Shuffled footsteps. Sofia stopped knocking, and the door swung open. Marianella stared at her. She looked exhausted, her clothing rumpled and her eyes ringed in dark circles.

“Sofia?” she said in a slurred voice, like she’d been sleeping.

“I need to speak with you.” Sofia didn’t wait for an answer; she pushed past Marianella into the dim bedroom. “It’s about Ignacio Cabrera.”

The door swung shut.

“What about him?” Marianella’s voice had lost the blur of sleep; it was strained now, nervous. “My God, Sofia, what do you know?” She stared at her. “You went to see him, didn’t you? Just now?” She dug her hand into her forehead like she had a headache. “
Why?
I told you, Alejo and I know how to handle—”

Sofia grabbed both of Marianella’s hands and squeezed them tight. Marianella looked up, her eyes shiny with tears, and the sight of them made Sofia hurt inside.

“He called me over,” Sofia said, “for a meeting. I had to go. That’s the nature of my arrangement. And he—” She wasn’t sure she would be able to say it. Not now, not looking at Marianella straight on.

Marianella always did that to her.

“What?” Marianella cried. “What is it?”

“We have a problem,” Sofia said carefully.

Marianella’s eyes went wide and scared. “He wants you to kill me.”

“Yes.” Sofia squeezed Marianella’s hands.

Marianella sucked in a deep breath, and that act of breathing made Sofia aware of how vulnerable Marianella was, if you knew the right places to stab, to hit, to dismantle.

Which Sofia did.

Silence filled the bedroom, thick and choking. And when Marianella broke it, she said exactly what Sofia didn’t want to hear.
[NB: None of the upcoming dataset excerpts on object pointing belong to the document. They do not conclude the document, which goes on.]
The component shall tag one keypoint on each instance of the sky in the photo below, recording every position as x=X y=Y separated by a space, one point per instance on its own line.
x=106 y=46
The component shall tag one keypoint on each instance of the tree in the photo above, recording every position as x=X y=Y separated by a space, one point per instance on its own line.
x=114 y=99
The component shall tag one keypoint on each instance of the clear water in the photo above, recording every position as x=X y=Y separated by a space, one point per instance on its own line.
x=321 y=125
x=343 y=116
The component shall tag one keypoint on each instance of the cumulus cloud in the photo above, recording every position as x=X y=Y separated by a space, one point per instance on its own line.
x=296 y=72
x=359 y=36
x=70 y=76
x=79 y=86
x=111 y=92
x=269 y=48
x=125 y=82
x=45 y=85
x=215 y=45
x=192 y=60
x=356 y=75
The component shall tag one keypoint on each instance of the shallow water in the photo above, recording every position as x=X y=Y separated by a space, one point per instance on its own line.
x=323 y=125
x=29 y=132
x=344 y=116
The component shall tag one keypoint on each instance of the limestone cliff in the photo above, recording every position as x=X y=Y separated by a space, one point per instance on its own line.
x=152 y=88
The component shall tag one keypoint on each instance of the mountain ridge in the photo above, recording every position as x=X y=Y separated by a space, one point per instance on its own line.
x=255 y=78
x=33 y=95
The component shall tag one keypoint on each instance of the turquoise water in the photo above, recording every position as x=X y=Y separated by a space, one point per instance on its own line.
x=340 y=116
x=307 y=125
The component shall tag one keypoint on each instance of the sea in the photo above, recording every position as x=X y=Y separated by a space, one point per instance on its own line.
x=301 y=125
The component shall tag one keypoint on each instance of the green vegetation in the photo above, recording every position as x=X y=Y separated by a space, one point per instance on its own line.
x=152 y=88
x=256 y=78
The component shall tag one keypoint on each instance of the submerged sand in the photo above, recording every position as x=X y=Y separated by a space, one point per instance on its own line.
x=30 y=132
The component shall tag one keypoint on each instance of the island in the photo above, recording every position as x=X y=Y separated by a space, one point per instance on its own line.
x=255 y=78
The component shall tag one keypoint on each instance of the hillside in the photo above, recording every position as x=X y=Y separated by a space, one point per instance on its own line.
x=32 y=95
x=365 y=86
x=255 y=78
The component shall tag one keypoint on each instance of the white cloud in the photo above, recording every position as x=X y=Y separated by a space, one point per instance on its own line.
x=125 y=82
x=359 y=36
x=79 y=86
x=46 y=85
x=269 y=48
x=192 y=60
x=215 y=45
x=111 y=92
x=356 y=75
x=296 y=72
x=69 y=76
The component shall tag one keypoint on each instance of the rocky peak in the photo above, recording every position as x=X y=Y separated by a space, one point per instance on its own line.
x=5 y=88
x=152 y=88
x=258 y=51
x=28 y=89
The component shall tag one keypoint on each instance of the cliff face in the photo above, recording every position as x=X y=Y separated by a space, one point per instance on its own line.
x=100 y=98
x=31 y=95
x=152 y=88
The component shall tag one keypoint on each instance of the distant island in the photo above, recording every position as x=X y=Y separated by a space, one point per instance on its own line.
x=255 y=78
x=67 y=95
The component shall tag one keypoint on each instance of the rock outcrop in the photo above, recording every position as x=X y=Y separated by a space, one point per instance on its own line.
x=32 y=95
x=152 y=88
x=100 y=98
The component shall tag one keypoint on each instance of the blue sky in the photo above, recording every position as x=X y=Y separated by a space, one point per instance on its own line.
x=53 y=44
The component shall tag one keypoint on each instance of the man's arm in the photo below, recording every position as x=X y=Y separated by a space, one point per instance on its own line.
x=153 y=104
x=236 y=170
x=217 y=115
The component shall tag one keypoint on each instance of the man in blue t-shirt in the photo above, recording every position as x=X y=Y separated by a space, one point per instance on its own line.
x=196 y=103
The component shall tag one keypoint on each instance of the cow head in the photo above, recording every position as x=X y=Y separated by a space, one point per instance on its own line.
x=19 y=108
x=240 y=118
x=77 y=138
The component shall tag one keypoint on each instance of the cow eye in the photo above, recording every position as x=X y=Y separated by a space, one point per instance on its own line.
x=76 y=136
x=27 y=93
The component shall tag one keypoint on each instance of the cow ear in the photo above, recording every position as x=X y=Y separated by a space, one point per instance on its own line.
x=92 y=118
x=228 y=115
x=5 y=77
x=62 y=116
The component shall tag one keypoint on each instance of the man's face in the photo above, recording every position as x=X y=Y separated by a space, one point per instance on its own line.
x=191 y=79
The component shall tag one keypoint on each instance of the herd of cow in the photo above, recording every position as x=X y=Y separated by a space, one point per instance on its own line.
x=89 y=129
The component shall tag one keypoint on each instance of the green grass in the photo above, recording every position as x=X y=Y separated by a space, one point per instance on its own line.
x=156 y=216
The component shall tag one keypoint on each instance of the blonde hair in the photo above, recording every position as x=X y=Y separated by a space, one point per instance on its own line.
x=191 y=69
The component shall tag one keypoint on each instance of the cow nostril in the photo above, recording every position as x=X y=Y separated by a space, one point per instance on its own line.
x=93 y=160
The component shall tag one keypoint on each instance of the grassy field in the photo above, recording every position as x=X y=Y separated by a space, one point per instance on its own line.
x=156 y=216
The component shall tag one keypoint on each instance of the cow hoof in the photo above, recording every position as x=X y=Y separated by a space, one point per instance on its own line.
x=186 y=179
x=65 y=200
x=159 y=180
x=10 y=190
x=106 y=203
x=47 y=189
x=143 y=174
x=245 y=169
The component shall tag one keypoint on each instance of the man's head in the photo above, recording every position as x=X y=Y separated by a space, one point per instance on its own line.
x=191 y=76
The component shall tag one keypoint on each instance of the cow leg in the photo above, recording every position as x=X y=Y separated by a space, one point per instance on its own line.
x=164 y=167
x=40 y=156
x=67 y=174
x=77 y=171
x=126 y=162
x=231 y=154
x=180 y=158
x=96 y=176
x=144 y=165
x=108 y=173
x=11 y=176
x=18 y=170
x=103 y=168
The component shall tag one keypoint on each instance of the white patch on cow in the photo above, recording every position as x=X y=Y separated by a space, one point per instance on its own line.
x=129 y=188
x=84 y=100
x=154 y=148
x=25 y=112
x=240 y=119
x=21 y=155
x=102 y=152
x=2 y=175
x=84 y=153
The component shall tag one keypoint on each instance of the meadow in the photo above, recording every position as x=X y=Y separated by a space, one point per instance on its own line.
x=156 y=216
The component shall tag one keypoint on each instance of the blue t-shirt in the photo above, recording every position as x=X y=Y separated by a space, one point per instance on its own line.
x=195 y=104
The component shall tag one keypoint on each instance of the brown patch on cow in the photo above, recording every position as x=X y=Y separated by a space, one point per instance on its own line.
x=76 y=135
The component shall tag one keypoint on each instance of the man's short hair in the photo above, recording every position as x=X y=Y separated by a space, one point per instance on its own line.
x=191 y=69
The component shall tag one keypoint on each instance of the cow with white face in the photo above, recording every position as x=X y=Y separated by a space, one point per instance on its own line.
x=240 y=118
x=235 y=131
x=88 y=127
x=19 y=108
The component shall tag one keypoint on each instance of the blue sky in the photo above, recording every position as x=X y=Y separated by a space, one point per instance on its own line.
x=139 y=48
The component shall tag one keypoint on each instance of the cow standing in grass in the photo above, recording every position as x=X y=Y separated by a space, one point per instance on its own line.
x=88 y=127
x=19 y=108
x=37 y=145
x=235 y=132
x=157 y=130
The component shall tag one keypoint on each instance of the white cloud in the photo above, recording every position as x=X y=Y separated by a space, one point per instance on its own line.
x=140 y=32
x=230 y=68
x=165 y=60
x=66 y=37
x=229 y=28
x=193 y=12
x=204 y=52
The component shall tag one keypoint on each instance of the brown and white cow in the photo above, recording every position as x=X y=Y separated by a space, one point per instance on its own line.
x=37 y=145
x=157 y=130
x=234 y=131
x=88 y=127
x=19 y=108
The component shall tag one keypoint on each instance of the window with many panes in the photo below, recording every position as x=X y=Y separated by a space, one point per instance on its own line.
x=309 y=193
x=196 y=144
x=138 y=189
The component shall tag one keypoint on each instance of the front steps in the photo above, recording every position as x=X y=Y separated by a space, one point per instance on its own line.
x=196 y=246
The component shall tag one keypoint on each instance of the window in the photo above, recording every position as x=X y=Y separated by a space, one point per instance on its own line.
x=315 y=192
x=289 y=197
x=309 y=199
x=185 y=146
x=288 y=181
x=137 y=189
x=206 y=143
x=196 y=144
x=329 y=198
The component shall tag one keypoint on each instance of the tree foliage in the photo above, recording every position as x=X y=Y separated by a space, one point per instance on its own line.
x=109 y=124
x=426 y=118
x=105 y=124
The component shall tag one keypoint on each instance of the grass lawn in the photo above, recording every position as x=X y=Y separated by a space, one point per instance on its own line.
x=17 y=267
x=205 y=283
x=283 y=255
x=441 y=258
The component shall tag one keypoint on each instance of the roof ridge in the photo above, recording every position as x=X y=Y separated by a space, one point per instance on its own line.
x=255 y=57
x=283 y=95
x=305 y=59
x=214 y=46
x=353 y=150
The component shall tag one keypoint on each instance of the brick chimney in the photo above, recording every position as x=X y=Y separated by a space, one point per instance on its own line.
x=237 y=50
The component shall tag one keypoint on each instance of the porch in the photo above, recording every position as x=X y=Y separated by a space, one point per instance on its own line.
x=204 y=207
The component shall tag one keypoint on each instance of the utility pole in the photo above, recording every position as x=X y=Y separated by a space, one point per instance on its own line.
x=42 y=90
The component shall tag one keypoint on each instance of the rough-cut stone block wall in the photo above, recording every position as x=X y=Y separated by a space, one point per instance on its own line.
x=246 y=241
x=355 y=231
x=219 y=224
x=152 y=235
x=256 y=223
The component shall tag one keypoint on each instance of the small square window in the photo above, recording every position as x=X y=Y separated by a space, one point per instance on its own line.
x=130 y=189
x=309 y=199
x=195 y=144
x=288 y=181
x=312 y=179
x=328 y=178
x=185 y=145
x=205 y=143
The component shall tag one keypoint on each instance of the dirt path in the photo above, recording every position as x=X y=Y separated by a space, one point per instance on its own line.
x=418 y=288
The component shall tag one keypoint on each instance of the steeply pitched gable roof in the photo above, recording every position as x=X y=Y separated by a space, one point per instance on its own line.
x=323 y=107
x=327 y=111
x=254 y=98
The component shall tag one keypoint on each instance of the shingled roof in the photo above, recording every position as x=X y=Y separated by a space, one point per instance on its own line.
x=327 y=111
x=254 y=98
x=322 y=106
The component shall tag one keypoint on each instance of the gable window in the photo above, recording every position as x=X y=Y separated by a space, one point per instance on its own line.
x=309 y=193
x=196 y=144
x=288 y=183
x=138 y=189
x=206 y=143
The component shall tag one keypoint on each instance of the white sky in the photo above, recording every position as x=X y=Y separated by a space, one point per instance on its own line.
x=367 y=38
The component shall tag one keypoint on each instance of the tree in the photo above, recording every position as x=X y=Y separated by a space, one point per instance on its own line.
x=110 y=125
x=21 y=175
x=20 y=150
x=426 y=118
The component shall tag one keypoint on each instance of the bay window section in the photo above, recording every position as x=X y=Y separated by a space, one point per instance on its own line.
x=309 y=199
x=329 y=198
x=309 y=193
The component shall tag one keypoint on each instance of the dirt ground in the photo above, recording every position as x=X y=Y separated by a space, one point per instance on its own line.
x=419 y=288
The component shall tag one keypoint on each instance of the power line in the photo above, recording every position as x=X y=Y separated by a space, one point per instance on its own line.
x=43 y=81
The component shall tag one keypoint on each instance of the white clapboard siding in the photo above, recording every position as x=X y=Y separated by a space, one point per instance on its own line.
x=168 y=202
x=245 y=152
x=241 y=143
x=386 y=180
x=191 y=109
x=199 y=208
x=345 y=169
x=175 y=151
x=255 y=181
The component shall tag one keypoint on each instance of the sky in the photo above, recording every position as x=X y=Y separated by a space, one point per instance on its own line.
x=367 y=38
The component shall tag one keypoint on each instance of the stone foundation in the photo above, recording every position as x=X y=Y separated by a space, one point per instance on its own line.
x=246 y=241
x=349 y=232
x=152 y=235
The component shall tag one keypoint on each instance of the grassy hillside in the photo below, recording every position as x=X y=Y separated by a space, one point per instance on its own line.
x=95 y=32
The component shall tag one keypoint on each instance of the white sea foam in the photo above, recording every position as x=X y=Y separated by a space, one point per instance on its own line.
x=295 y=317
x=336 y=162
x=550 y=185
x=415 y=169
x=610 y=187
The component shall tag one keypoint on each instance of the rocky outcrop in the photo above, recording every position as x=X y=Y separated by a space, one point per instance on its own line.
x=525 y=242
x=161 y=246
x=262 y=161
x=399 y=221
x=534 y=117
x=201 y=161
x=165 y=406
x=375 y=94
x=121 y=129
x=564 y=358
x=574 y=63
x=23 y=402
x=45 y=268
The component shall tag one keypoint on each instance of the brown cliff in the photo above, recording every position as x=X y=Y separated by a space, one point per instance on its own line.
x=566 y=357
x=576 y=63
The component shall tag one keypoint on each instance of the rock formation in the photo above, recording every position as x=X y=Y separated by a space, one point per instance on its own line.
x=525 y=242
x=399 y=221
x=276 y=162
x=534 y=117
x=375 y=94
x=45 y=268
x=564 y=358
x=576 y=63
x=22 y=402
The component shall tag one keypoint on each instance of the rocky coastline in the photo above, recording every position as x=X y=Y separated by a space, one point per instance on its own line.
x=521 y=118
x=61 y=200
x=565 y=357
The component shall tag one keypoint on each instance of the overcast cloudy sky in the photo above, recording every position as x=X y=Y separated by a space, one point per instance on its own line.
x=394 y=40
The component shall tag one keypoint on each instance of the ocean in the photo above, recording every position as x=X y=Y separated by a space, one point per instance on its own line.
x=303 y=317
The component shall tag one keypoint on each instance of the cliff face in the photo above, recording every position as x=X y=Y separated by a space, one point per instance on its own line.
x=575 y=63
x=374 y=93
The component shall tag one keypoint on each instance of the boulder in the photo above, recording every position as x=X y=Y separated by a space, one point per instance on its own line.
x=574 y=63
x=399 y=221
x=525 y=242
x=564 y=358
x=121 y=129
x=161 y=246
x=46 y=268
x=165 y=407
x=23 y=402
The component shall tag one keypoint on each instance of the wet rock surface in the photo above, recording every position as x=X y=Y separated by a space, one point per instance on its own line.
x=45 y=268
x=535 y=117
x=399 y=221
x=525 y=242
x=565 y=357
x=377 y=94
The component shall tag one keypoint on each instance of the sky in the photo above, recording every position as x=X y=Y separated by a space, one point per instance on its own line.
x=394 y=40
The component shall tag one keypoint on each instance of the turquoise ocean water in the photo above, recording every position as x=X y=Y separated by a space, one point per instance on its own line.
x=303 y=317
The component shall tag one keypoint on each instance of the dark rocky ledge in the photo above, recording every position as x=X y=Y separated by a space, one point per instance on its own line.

“Did he program you?” Marianella’s voice was flat. Empty.

Sofia closed her eyes. It was a fair question—she was still programmable—and she couldn’t begrudge Marianella asking it. But it hurt anyway, a hurt like coming out of the music.

“No.”

Marianella sighed with relief, a long whoosh of air that hurt Sofia even more.

“He gave me the option of doing it on my own first.”

“Are you going to?”

“No, of course not.”

Marianella closed her eyes, and her lips moved silently, the first lines of the Hail Mary.

“You didn’t think I was going to kill you, did you? I mean, really?” Sofia reached out, tentatively, and pressed her hand against the side of Marianella’s face. Marianella leaned into her touch, sighing, and with that, Sofia stretched her arm around Marianella’s shoulder and drew her close. She wanted to feel the warmth and softness of her body, wanted to feel that blood pumping through Marianella’s veins. It was the strangest sort of comfort.

“I don’t know what I think, Sofia.” Marianella laid her head on Sofia’s shoulder. “I just— How could you do it?” she asked. “How could you work for that—that monster?” She turned her head just enough that her hair brushed across Sofia’s shoulder. “You may not care that he kills humans, but he just asked you to kill a cyborg. And what do you say about that?”

“I had to work with him,” Sofia said. “It’s part of my plan.”

“Your plan, your plan!” Marianella pulled away, whirled to face her. “You’re helping Ignacio Cabrera, the man responsible for starving half of Hope City, just so Araceli can mess around with your programming?”